賢愚を構わず老人を崇拝させてきた季節風土型農村道徳則ち忠孝道徳は、東アジア人民の世界史的劣位を強化する役には立った。それは血族を仲介にした家族型封建制度の構築のための思想だった。和を以て尊しと為すという礼記の引用についてもこの農村風紀を強化する役でしかなかった。精々の二毛の稲作で、総掛かり的産業に特化した東アジア民情は儒教ideologyにより権威づけられた。
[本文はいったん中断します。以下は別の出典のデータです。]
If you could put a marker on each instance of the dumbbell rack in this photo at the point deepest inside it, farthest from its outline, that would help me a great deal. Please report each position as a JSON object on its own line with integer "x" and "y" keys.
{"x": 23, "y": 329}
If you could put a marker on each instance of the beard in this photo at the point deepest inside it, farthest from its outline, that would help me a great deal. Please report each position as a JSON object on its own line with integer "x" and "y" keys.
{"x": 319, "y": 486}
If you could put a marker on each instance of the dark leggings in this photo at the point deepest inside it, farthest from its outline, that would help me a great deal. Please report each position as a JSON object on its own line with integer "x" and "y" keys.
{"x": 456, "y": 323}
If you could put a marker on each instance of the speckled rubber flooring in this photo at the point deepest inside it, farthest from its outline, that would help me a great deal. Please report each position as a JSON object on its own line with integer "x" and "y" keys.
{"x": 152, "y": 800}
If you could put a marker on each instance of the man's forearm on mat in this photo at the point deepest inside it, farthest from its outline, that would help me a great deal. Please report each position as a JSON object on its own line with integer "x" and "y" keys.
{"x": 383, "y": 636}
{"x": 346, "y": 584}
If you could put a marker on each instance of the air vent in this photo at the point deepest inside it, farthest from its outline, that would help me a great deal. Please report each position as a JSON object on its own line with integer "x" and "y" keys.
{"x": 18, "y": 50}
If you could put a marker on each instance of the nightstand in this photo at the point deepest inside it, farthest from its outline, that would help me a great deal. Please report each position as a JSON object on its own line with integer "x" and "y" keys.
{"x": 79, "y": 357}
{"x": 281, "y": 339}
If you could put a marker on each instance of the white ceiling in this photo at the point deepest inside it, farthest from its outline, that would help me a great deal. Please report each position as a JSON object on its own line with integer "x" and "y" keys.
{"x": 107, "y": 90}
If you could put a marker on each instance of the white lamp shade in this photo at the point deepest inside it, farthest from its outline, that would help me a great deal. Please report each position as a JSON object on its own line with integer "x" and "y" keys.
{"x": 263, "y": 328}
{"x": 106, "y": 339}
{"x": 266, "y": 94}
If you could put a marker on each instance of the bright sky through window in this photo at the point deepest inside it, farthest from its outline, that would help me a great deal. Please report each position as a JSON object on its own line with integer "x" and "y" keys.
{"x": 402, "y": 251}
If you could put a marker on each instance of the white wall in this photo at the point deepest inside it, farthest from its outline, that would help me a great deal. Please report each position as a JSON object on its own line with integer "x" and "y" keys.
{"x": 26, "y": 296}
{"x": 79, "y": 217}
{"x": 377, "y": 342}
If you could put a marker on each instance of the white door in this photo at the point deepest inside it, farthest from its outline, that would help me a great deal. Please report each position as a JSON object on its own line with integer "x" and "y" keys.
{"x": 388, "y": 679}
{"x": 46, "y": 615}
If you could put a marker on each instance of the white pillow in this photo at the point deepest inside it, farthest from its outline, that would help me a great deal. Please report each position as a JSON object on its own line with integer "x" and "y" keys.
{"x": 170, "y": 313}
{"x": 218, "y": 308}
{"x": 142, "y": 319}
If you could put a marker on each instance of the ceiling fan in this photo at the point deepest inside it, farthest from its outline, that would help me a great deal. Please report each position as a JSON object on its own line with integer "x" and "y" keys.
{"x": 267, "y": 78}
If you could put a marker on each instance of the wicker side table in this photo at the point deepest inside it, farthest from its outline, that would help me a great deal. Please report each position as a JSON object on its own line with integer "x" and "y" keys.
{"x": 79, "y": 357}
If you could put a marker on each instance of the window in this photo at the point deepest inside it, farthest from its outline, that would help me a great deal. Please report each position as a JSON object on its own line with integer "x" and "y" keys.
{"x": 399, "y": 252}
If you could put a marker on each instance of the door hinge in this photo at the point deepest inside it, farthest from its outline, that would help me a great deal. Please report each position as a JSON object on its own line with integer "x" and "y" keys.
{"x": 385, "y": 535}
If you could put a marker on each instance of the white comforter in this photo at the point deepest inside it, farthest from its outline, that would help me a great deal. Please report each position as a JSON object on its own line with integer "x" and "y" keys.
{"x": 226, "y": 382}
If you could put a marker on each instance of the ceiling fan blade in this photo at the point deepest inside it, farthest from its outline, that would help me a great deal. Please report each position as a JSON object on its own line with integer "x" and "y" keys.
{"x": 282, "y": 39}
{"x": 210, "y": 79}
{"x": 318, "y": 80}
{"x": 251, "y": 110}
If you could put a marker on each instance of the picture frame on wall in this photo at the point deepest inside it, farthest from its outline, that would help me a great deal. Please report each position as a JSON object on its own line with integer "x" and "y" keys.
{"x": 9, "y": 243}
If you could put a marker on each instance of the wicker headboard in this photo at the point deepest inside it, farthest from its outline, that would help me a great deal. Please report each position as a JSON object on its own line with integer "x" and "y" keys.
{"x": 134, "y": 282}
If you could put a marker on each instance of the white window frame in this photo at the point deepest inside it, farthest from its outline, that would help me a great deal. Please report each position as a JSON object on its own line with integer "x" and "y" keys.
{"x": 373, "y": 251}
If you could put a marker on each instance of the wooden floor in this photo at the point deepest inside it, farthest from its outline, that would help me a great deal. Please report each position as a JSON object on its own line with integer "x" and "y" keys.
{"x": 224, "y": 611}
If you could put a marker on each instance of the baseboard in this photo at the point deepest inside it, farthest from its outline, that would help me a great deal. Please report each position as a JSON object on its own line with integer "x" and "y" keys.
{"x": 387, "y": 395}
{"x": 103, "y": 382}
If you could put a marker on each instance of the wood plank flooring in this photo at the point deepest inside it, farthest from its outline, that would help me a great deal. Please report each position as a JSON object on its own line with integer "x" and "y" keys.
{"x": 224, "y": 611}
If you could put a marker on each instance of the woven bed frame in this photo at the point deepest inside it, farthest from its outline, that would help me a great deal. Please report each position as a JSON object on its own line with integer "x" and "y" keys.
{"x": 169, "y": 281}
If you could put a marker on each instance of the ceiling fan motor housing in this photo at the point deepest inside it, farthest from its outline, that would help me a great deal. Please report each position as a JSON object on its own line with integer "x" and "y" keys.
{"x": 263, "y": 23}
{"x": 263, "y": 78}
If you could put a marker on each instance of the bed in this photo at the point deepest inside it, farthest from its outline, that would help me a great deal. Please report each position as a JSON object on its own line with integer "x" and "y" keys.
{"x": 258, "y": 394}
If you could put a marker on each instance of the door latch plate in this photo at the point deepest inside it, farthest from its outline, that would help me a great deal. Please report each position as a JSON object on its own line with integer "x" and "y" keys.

それは神道的寛容を含め国教以外にも余地を残して居れた日本において自主破格可能だった。
 ところで日本の維新後の急激な近代化には武士道が原理づけられると主張する群衆には、その道とやらがたんなる忠義の向け換えだったことを認証するのみ。かれら近代日本人民は、主君に誓った忠誠を愛国心に当てはめる事で後先顧みず先進国入りへ脱皮したのだ。それを維新デビューとからかえる。彼らに残存する忠孝道徳はかつての劣位文明だった日々をつねづね懐疑させるに十分故。肉体格差による弱者へ優しくすることと、社会の権益を年功序列化することには多大な隔絶がある。
 老人の悪魔的上下社会型支配によって、単に捕虜にして用いればよい中国人民を大量に虐殺した過去を覚えよ。ドイツにおいてもこの縦社会の弊害は明らかである。そもそも彼らが持たざる国へ後塵を拝した理由こそ、このような民風の保守性である。ゲルマン民族についても日本民族と同様の単一血統観が国情を保守化し、同時に強固な縦型身分序列を設けることに繋がる。縦型の風紀においては中央集権の必然的腐敗により大王の悪魔的行為がなんら防ぎようが無くなる訳だ。我々は既に神道と日本国、あるいは公明党と創価学会の政教癒着的増長のなかに、再び忠孝道徳の弊害から来るごく腐敗し易い集権化の芽をみいださずにはおかないだろう。